Have you ever stopped to consider how much energy you are using every day? We use energy while watching TV, cooking dinner, lighting our rooms at night, warming our homes during the cold winter, and even driving our cars.
So, how much energy are we using? The total energy used by all of human civilization increased from about one terawatt in 1890 to 19.4 terawatts last year . To be clear, 1 terawatt (TW) is one trillion (1012) watts, and is equivalent to 5 billion barrels of oil, or 1 billion tons of coal! It is anticipated that, by 2040, the world’s energy consumption will increase by another 48%. This will result in a 10 TW gap between the amount of energy we are currently capable of producing each year and what we expect to use 20–30 years from now. How will we ever bridge that gap? This problem gets even more challenging because most of our energy comes from resources that are being used up, such as oil (which contributes 33% of the world’s energy), coal (30%), and natural gas (24%), which are often referred to as fossil fuels. We are depleting these resources because they are produced by nature much more slowly than we are using them up. For example, most of the oil deposits existing today were formed about 250 million years ago, from tiny plants and animals called algae and plankton. Dead plankton and algae sank to the bottom of an ancient ocean and mixed with sand and other sediment, in an environment without oxygen. This created an organic-rich mud that was buried and covered by more sediment over the course of many years. Due to increased pressure and temperature, this mud eventually transformed into oil.

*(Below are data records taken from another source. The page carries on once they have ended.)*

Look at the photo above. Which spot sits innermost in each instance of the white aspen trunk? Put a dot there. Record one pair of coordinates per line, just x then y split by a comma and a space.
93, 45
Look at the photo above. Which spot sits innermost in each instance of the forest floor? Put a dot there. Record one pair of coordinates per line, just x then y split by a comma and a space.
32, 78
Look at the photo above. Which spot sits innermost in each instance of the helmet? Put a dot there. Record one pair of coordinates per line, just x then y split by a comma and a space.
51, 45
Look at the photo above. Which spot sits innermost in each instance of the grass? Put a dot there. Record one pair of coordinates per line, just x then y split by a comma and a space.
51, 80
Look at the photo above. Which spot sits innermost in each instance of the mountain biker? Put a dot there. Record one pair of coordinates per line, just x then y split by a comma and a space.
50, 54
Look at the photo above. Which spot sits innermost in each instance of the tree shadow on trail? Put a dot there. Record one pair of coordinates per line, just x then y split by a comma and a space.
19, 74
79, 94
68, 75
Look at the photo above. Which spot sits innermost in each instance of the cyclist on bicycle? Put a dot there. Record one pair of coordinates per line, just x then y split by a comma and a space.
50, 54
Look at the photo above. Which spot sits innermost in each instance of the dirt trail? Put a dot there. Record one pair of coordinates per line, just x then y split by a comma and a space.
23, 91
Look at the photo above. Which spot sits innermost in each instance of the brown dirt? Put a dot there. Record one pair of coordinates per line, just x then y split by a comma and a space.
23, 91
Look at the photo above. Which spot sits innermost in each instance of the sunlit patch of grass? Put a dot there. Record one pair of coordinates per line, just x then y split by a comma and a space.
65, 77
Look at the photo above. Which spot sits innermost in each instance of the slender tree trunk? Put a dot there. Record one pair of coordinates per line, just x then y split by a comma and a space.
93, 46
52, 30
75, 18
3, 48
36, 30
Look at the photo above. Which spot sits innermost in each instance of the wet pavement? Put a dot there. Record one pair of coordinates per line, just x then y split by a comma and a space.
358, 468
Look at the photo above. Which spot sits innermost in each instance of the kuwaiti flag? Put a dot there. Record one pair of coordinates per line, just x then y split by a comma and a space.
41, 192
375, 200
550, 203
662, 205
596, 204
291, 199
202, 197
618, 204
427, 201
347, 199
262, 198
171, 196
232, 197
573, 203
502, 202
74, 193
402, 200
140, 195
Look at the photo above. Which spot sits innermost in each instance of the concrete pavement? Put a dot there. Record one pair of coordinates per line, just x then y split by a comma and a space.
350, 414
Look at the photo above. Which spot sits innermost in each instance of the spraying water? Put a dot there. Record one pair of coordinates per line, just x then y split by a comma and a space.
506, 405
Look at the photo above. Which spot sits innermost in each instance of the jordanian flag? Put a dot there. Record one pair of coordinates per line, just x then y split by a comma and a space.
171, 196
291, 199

We must prepare for the inevitable depletion of fossil fuel supplies, because without these energy sources our entire way of life will change. In addition, the pollution from burning fossil fuels is disastrous, causing global warming, and other climate changes due to the greenhouse effect. Pollution also directly kills many people. In China, it is estimated that 1.6 million people die each year from breathing polluted air. So, in order to meet the increasing global demand for energy and to protect our environment, alternative “clean” energy sources must be developed.
Solar Energy as a Solution
While we contemplate on these glooming prospects, let us look at the bright side—up toward the sky. Every day, the sun sends out an enormous amount of energy. The amount of solar energy reaching the surface of our planet is so vast that in 1 year it is about twice as much as will ever be obtained from all of the Earth’s non-renewable resources of coal, oil, natural gas, and mined uranium (for nuclear energy) combined. The sun provides more energy in about an hour than the world uses in one year! Furthermore, the sun is free and does not belong to any one country. It is a local, inexhaustible resource that is clean and sustainable.
Tremendous effort is going into the development of means to capture the sun’s energy, with focus on various types of solar cells. The disadvantage of solar cells is that they provide energy in the form of electricity, which cannot satisfy all of our society’s energy needs. We also do not want to depend on an energy source that is only available on sunny days, which is the only time solar cells can work well. Not surprisingly, nature found a solution with an alternative way to use solar energy: plants use it in the process of photosynthesis, converting light into fuel for the plant. It is much easier to store fuel in comparison to storing electricity or heat. Nature may serve as our inspiration for the development of an artificial photosynthetic system, in which solar energy is converted directly into a fuel that can be easily stored and transported, based on a process called photocatalysis.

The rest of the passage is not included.